Tarek Fadel
Tarek Fadel

Reputation: 1959

Is there a way to detect what the input language setting is currently?

I basically want to know what the system's input language is currently on (for users who have multiple language input methods set up). This will determine whether if the text-direction of a <textarea> should be rtl or not.

Please keep in mind that this setting can change after the page is loaded.

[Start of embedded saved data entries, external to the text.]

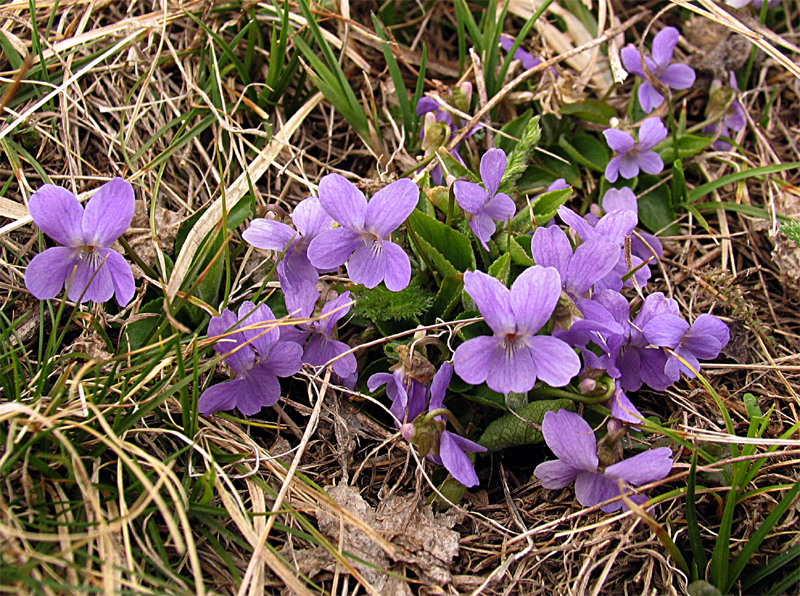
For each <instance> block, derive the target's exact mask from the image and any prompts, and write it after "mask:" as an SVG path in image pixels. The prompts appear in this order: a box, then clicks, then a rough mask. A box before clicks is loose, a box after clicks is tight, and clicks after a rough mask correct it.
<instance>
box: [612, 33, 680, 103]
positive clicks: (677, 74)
mask: <svg viewBox="0 0 800 596" xmlns="http://www.w3.org/2000/svg"><path fill="white" fill-rule="evenodd" d="M679 36H680V33H678V30H677V29H676V28H675V27H664V29H662V30H661V31H660V32H659V33H658V34H657V35H656V36H655V37H654V38H653V57H652V59H651V58H648V57H647V56H644V63H645V65H646V66H647V70H648V71H650V74H651V75H652V76H653V78H655V79H658V80H659V81H661V82H662V83H663V84H664V85H666V86H667V87H671V88H672V89H688V88H689V87H691V86H692V85H694V79H695V74H694V70H693V69H692V67H691V66H688V65H686V64H670V62H671V61H672V52H673V51H674V50H675V46H676V45H677V43H678V37H679ZM622 64H623V65H624V66H625V70H627V71H628V72H630V73H633V74H635V75H636V76H637V77H639V78H641V79H643V81H642V84H641V85H640V86H639V94H638V95H639V103H640V104H641V106H642V109H643V110H644V111H645V112H646V113H648V114H649V113H650V112H652V111H653V109H654V108H656V107H658V106H659V105H660V104H661V102H662V101H664V96H663V95H661V94H660V93H659V92H658V91H656V89H655V87H653V85H651V84H650V81H648V80H647V77H646V76H645V74H644V70H643V69H642V56H641V55H640V54H639V51H638V50H637V49H636V48H635V47H633V46H632V45H629V46H627V47H625V48H622Z"/></svg>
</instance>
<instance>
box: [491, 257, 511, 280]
mask: <svg viewBox="0 0 800 596" xmlns="http://www.w3.org/2000/svg"><path fill="white" fill-rule="evenodd" d="M489 275H491V276H492V277H494V278H495V279H499V280H500V283H502V284H503V285H504V286H508V284H509V278H510V277H511V254H509V253H505V254H504V255H503V256H501V257H500V258H499V259H497V260H496V261H495V262H494V263H492V264H491V265H490V266H489Z"/></svg>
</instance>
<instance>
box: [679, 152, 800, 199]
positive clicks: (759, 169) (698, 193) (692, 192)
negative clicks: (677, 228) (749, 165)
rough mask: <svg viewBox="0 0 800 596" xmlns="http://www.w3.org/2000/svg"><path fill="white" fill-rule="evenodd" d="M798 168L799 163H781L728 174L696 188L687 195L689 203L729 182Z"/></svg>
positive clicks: (798, 167) (707, 193)
mask: <svg viewBox="0 0 800 596" xmlns="http://www.w3.org/2000/svg"><path fill="white" fill-rule="evenodd" d="M798 168H800V162H793V163H782V164H775V165H771V166H764V167H761V168H754V169H752V170H744V171H743V172H736V173H735V174H730V175H729V176H723V177H722V178H718V179H717V180H712V181H711V182H706V183H705V184H703V185H701V186H698V187H697V188H695V189H694V190H693V191H691V192H690V193H689V202H690V203H693V202H695V201H697V200H698V199H702V198H703V197H704V196H706V195H707V194H708V193H710V192H711V191H712V190H716V189H718V188H721V187H723V186H725V185H726V184H730V183H731V182H738V181H739V180H744V179H746V178H754V177H756V176H766V175H768V174H777V173H778V172H784V171H786V170H796V169H798Z"/></svg>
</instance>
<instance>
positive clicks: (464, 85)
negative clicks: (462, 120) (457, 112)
mask: <svg viewBox="0 0 800 596" xmlns="http://www.w3.org/2000/svg"><path fill="white" fill-rule="evenodd" d="M470 103H472V83H470V82H469V81H464V82H463V83H461V86H460V87H458V88H457V89H453V105H454V106H456V108H458V109H459V110H461V111H462V112H469V105H470Z"/></svg>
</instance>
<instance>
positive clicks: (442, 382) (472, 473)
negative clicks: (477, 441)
mask: <svg viewBox="0 0 800 596" xmlns="http://www.w3.org/2000/svg"><path fill="white" fill-rule="evenodd" d="M452 376H453V365H452V364H450V363H449V362H445V363H444V364H443V365H442V366H441V367H440V368H439V370H438V371H437V372H436V374H435V375H434V377H433V381H432V382H431V401H430V404H429V405H428V411H429V412H433V411H435V410H438V409H440V408H442V407H443V403H444V396H445V391H446V390H447V386H448V385H449V384H450V379H451V378H452ZM436 420H441V421H444V420H445V417H444V416H436ZM401 432H402V429H401ZM483 451H486V447H483V446H482V445H478V444H477V443H473V442H472V441H470V440H469V439H465V438H464V437H460V436H458V435H457V434H455V433H451V432H450V431H449V430H443V431H442V434H441V435H440V437H439V449H438V453H436V452H435V451H433V452H431V453H430V454H428V457H429V458H430V459H431V460H433V461H434V462H435V463H437V464H439V465H441V466H444V467H445V469H446V470H447V471H448V472H450V475H451V476H452V477H453V478H455V479H456V480H458V481H459V482H460V483H461V484H463V485H464V486H466V487H470V486H477V485H478V484H479V481H478V475H477V474H476V473H475V468H474V467H473V465H472V461H471V460H470V459H469V457H468V456H467V453H481V452H483Z"/></svg>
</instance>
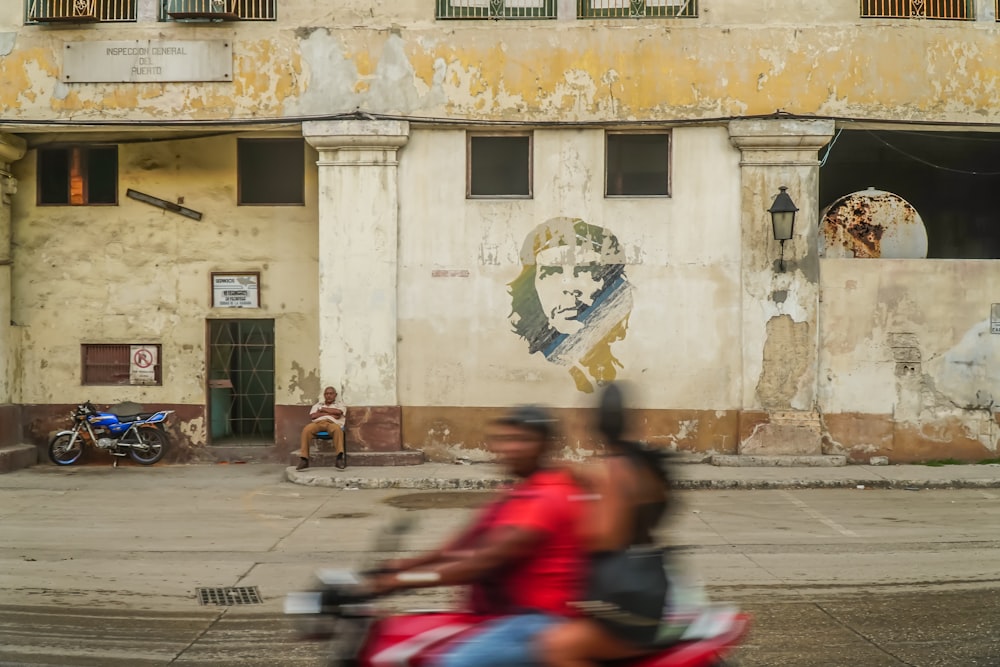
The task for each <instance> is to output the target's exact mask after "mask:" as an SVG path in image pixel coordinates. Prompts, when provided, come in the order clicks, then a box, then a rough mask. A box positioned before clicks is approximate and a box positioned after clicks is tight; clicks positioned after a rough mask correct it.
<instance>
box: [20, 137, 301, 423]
mask: <svg viewBox="0 0 1000 667" xmlns="http://www.w3.org/2000/svg"><path fill="white" fill-rule="evenodd" d="M253 136H256V137H260V136H261V135H259V134H258V135H253ZM236 141H237V135H225V136H219V137H214V138H202V139H189V140H176V141H161V142H149V143H146V142H142V143H122V144H120V145H119V153H118V156H119V179H118V183H119V194H118V198H119V204H118V206H45V207H38V206H36V205H35V196H34V192H35V164H36V157H37V151H35V150H32V151H29V153H28V155H26V156H25V158H24V159H22V160H21V161H19V162H18V163H16V164H15V173H16V176H17V178H18V179H19V181H20V189H21V191H22V193H23V196H19V197H17V199H16V201H15V204H14V220H15V221H14V228H13V236H14V243H15V247H16V260H15V265H14V286H13V294H14V309H13V314H12V317H13V319H14V320H15V321H16V322H17V323H18V325H19V331H20V333H21V336H22V340H23V341H24V342H25V344H24V346H23V350H22V355H21V364H20V366H21V377H20V382H19V395H18V396H17V397H16V399H15V401H16V402H20V403H73V402H78V401H80V400H84V399H91V400H93V401H95V402H101V403H115V402H118V401H125V400H128V401H136V402H140V403H187V404H204V402H205V397H206V385H205V382H206V378H205V365H206V318H223V319H225V318H232V319H240V318H273V319H274V321H275V339H276V347H275V357H276V358H275V364H276V369H277V372H276V379H275V384H276V387H275V389H276V396H275V402H276V403H278V404H292V405H294V404H299V403H303V402H309V401H311V400H314V397H315V396H316V395H317V394H318V392H319V391H320V387H319V385H320V380H319V379H318V378H317V376H316V364H317V358H318V352H317V346H318V334H317V327H316V319H315V310H316V301H317V294H318V287H317V270H316V262H317V252H318V249H317V228H316V216H317V213H316V201H317V194H316V170H315V166H314V165H315V161H316V155H315V152H314V151H312V149H310V148H309V147H306V150H305V161H306V171H305V173H306V197H305V200H306V202H307V204H306V205H305V206H278V207H275V206H237V204H236V192H237V174H236ZM128 188H132V189H135V190H138V191H140V192H144V193H147V194H151V195H153V196H156V197H161V198H163V199H166V200H168V201H172V202H177V201H178V199H179V198H181V197H183V205H184V206H186V207H188V208H191V209H194V210H197V211H200V212H201V213H202V214H203V218H202V219H201V220H200V221H195V220H192V219H189V218H186V217H182V216H180V215H177V214H175V213H170V212H167V211H164V210H162V209H159V208H155V207H153V206H150V205H148V204H145V203H142V202H138V201H134V200H132V199H129V198H127V197H126V196H125V191H126V190H127V189H128ZM212 271H259V272H260V274H261V275H260V284H261V294H260V301H261V307H260V308H259V309H256V310H250V309H247V310H244V309H228V308H219V309H213V308H212V307H211V284H210V274H211V272H212ZM82 343H160V344H161V345H162V364H163V371H162V375H163V385H162V386H157V387H138V386H136V387H133V386H87V387H82V386H81V383H80V382H81V369H80V363H81V361H80V345H81V344H82Z"/></svg>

Is there a simple way of doing it in JavaScript/jQuery?

Upvotes: 7

Views: 5092

Answers (4)

brat
brat

Reputation: 584

Maybe a solution would be to have a map between keycode(place user pressed on keyboard) and actual letters/characters/symbols written or their actual UTF-16 code points

different keyboards sometimes write out different characters even if they are positioned on the same place on a keyboard(marked by a keycode). So, for example, same key(keycode) on the keyboard could be mapped to these symbols/characters/letters.

Ç - in Spain

ú - in Italy

# - in Germany

µ - in Belgian

Here is a sample code that does not use any mapping to determine what language it could be. But its a start, since it checks keycode, actual character/letter/symbol or glyph, and its UTF-16 code point in integer. Also, as far as I can see, none of the methods and properties are marked as deprecated as far as I could see on MDN, as opposed to which, charCode and keyCode, that are used on some examples out there.

var keyCode;
var character;
var utfCodePointInDecimal
function checkCodes(event) {
    var that = event
    checkKeyCode(that);
    checkChar(that);
    charUTFPoint();
    console.log("keycode/location on keyboard: " + keyCode);
    console.log("character: " + character);
    console.log("utf code point: " + utfCodePointInDecimal)
}

function checkKeyCode(e) {
    keyCode = e.code;
}

function checkChar(e) {
    character = e.key;
}

function charUTFPoint() {
    utfCodePointInDecimal = Number(character.codePointAt(0));
}

window.onkeydown = checkCodes;

here is a link to a UTF-16 list of characters. (note, code points are in hex)

http://www.fileformat.info/info/charset/UTF-16/list.htm

And here is a site I found with different mappings per language. It is in C lang I belive, but you can probably use it as a template and the write own mapping in JavaScript

https://beta.docs.qmk.fm/using-qmk/simple-keycodes/reference_keymap_extras

Upvotes: 0

Hazem_M
Hazem_M

Reputation: 589

I came across this situation, so I wrote a little jQuery plugin for that:

$.fn.checkDirection = function() {
    var dir = checkRTL(this.val()[0]) ? 'RTL' : 'LTR';
    this.css("direction", dir);

    function checkRTL(s) {
        var ltrChars = 'A-Za-z\u00C0-\u00D6\u00D8-\u00F6\u00F8-\u02B8\u0300-\u0590\u0800-\u1FFF' + '\u2C00-\uFB1C\uFDFE-\uFE6F\uFEFD-\uFFFF',
        rtlChars = '\u0591-\u07FF\uFB1D-\uFDFD\uFE70-\uFEFC',
        rtlDirCheck = new RegExp('^[^' + ltrChars + ']*[' + rtlChars + ']');
        return rtlDirCheck.test(s);
    }
};

Basically, as soon as the user starts typing, it will check the language's direction, and set the selector's direction accordingly. The usage will be as:

$('textarea').on('input', function(){
    $(this).checkDirection();
});

Upvotes: 0

Tarek Fadel
Tarek Fadel

Reputation: 1959

There is no way for the browser to tell what the current keyboard layout (input language) is. As @kirilloid mentioned, one possible workaround is to check the keycode on keyup and determine the language from that.

Upvotes: 7

Janek
Janek

Reputation: 3242

Javascript has no access to the Accept-Language HTTP header which is the way the browser transfers this information to the server.

This means that you'll have to use server-side scripting in some way or another and send the Accept-Language value as a javascript variable.

If you want to check it dynamically you might do an ajax call to a server side script which simply returns the Accept-Language header from the ajax request. That way you will probably catch those who change their language settings after loading the page.